The model results of future precipitation showed that when compared to the base period, the annual mean precipitation of future periods would show different change patterns under scenarios H3A2 and H3B2. An increase in mean annual precipitation under H3A2 and H3B2 is expected for all three future periods (2020s, 2050s, and 2080s). Annually, on average, for the H3A2 scenario, the region-1 arid region has the highest change (18.53 %) in precipitation percentage compared to base period. For the H3B2 scenario, the region-3 subhumid region has the most remarkable (18.07 %) change in precipitation percentage.

Seasonally, on average, for the H3A2, winter has the most remarkable, 42.34 %, increases in precipitation at region-1. Autumn has the lowest, 1.64 %, change of precipitation at the region-2. As for the case of H3B2, winter has the highest change of 39.17 % in future precipitation at region-3 and autumn has the lowest value of precipitation change of 1.55 % at region-2. Within three climatic regions, there would be increase of 13.4 and 11.14 % of mean annual precipitation for the H3A2 and H3B2 in 2020s. Similarly, increase reaches to 13.75 and 11.68 % for the H3A2 and H3B2 in 2050s. During the 2080s, there would be increases of 8.28 and 13.30 % under H3A2 and H3B2, respectively, compared to the base period.

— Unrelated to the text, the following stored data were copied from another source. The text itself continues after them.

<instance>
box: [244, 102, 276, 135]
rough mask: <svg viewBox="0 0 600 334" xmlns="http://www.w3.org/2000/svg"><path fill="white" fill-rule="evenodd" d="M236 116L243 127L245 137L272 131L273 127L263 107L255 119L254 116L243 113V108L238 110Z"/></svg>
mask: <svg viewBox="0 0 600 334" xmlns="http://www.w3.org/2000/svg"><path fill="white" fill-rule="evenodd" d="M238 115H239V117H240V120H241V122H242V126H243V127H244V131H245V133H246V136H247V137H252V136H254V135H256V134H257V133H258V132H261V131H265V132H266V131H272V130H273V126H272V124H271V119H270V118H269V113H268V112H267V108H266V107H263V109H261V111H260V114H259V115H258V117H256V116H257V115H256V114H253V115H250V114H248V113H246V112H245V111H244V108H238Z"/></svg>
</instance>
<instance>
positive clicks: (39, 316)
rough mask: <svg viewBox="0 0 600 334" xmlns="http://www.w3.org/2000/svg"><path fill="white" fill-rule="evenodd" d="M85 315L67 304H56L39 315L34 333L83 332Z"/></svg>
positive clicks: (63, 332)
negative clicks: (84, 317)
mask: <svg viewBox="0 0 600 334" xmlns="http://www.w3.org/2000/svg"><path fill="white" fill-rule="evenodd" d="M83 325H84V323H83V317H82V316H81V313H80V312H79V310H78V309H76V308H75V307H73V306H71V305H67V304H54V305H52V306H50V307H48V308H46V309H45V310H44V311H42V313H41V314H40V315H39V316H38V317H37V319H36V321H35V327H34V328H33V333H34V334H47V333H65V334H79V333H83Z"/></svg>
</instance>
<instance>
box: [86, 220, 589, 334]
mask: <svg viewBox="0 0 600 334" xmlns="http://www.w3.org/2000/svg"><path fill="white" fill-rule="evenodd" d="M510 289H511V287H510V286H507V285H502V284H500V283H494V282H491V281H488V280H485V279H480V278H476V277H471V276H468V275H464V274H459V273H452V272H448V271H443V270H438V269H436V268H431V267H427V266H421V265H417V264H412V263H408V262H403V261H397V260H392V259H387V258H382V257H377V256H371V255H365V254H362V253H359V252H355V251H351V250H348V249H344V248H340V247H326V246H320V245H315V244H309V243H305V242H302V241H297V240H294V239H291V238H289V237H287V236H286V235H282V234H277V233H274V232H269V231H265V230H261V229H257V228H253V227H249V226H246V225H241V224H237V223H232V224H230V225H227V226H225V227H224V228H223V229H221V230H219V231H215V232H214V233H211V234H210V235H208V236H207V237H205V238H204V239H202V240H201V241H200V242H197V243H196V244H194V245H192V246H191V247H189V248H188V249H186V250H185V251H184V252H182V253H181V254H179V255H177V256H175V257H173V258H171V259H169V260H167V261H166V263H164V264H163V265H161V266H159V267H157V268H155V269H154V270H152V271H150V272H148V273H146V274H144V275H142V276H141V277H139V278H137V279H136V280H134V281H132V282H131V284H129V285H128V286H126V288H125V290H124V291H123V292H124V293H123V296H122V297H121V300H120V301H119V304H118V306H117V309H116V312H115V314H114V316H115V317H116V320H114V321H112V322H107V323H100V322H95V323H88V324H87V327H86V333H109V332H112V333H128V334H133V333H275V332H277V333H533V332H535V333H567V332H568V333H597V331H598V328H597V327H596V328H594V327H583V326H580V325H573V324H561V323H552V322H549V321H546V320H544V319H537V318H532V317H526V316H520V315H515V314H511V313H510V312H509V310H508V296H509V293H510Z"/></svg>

From this study, we noticed that this model can be more applicable to predict mean monthly precipitation rather than monthly and seasonal calculations. The performance of model for the heavy precipitation month was found to be overestimated on arid and subhumid region. While concerning on climatic conditions of arid, humid, and subhumid regions, the model showed better performance on the humid region. This study was carried out as a case study to evaluate the performance of SDSM; however, further study can be useful to verify these results along Nepal. In addition, a more extensive study has been planned over the river basins of Nepal.